Can state action pose a threat to ERISA plans? The Wisconsin Assembly has approved legislation (AB 109) that prohibits insurers, networks and third-party-administrators from contracting for discounted fees for non-covered dental services. The bill is unique in its inclusion of networks and TPAs – terms that aren’t even defined in the Wisconsin statutes.
Until The Alliance testified against the bill, legislators didn’t realize that regulating networks and TPAs was akin to regulating many self-funded employer plans. The Alliance requested an amendment to take networks and TPAs out of the bill. To their credit, lawmakers tried to address our concerns by asking the Wisconsin Office of the Commissioner of Insurance (OCI) to provide a written statement clarifying that self-funded employers cannot be regulated by OCI even through their contractual relationship with networks and TPAs.
While better than nothing, the OCI letter and AB 109 puts networks and TPAs in “regulatory limbo” should we ever hold a contract with a dental provider that refuses to accept a discounted payment for a non-covered service. But that’s not the only reason to be vigilant in the future. Imagine what could happen to your company’s health costs if other health care providers are successful in improving their negotiating position through legislation affecting networks and TPAs. Imagine if lawmakers (or OCI) care more about providers’ interests than employers’ interests when or if that happens.
It is important to note that during the discussions about AB 109, the OCI kindly declined to issue a letter stating that they don’t have ANY authority to regulate networks and TPAs working with self-funded employers.

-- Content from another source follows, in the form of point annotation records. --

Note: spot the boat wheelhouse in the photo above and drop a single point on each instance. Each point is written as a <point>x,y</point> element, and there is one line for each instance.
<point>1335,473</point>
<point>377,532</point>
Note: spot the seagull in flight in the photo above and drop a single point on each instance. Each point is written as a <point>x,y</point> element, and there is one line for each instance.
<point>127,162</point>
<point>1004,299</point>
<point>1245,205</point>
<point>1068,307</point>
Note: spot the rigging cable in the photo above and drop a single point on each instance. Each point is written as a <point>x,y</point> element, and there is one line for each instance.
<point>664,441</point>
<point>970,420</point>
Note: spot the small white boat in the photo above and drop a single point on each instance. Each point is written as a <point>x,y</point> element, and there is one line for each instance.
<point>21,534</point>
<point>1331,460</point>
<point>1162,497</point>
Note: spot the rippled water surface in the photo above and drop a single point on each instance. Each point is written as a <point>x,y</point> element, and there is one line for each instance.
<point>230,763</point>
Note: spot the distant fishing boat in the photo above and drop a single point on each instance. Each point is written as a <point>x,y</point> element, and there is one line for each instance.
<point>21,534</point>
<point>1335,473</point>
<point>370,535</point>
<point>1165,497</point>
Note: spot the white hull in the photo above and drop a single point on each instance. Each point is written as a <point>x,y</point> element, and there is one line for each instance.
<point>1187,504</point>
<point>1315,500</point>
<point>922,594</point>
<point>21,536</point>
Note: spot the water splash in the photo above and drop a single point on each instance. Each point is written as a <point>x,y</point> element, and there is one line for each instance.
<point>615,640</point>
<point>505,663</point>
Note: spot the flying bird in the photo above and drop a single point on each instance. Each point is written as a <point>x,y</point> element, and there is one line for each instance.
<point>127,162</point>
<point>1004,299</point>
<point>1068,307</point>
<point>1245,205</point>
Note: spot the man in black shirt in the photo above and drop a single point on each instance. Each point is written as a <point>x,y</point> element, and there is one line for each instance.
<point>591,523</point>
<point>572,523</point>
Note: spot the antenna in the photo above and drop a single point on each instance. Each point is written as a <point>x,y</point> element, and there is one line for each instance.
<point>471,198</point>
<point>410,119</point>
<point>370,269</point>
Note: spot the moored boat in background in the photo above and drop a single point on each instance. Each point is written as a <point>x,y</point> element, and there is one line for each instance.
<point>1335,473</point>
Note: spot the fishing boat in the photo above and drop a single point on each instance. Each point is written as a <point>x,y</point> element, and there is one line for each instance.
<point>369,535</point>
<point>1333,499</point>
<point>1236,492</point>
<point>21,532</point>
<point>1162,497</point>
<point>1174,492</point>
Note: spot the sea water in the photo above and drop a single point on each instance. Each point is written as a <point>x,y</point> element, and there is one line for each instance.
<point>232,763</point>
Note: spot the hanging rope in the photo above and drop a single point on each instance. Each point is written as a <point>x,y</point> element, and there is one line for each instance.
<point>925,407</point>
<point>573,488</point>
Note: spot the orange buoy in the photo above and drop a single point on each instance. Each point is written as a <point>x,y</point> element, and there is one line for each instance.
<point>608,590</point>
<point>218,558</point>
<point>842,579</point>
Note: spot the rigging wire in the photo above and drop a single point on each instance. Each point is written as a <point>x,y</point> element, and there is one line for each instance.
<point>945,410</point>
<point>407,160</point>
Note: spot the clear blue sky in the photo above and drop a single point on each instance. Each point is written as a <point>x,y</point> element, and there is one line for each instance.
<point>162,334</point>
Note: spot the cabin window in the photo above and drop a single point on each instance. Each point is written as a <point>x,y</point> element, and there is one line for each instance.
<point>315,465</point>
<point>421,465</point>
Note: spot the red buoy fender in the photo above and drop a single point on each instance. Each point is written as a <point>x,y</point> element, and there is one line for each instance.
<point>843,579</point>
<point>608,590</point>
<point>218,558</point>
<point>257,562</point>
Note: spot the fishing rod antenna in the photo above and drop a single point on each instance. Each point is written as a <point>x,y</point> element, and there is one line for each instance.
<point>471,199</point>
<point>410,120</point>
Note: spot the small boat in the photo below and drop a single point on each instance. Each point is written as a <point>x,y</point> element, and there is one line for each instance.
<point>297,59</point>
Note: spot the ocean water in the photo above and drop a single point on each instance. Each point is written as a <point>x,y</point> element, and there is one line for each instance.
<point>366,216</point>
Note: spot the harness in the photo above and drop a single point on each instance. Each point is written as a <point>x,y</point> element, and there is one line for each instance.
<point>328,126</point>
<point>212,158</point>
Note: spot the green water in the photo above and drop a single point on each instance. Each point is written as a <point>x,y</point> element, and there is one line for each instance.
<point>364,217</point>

And OCI made it very clear that they reserve the right to regulate stop-loss insurance, which is a battle brewing in many states that aim to keep smaller employers from self-insuring their health plans.
We cannot fail to mention the single payer proposals introduced throughout the years, which would have taxed all state employers on one hand, while on the other, would have issued health insurance coverage to those that wanted it. Proponents of those proposals believed they would have passed an ERISA challenge because the tax wasn’t tied to the insurance coverage.
So the answer is yes, state legislation can and does impact self-funded employer health plans. That’s why The Alliance continues to educate state lawmakers about self-funding, especially when opportunities like AB 109 focus their attention on these issues.
As for AB 109, it is almost sure to be signed into law by Governor Walker this session despite opposition from The Alliance and other business organizations. There are many reasons behind this, and most of them are not pretty. But that’s fodder for a future blog post.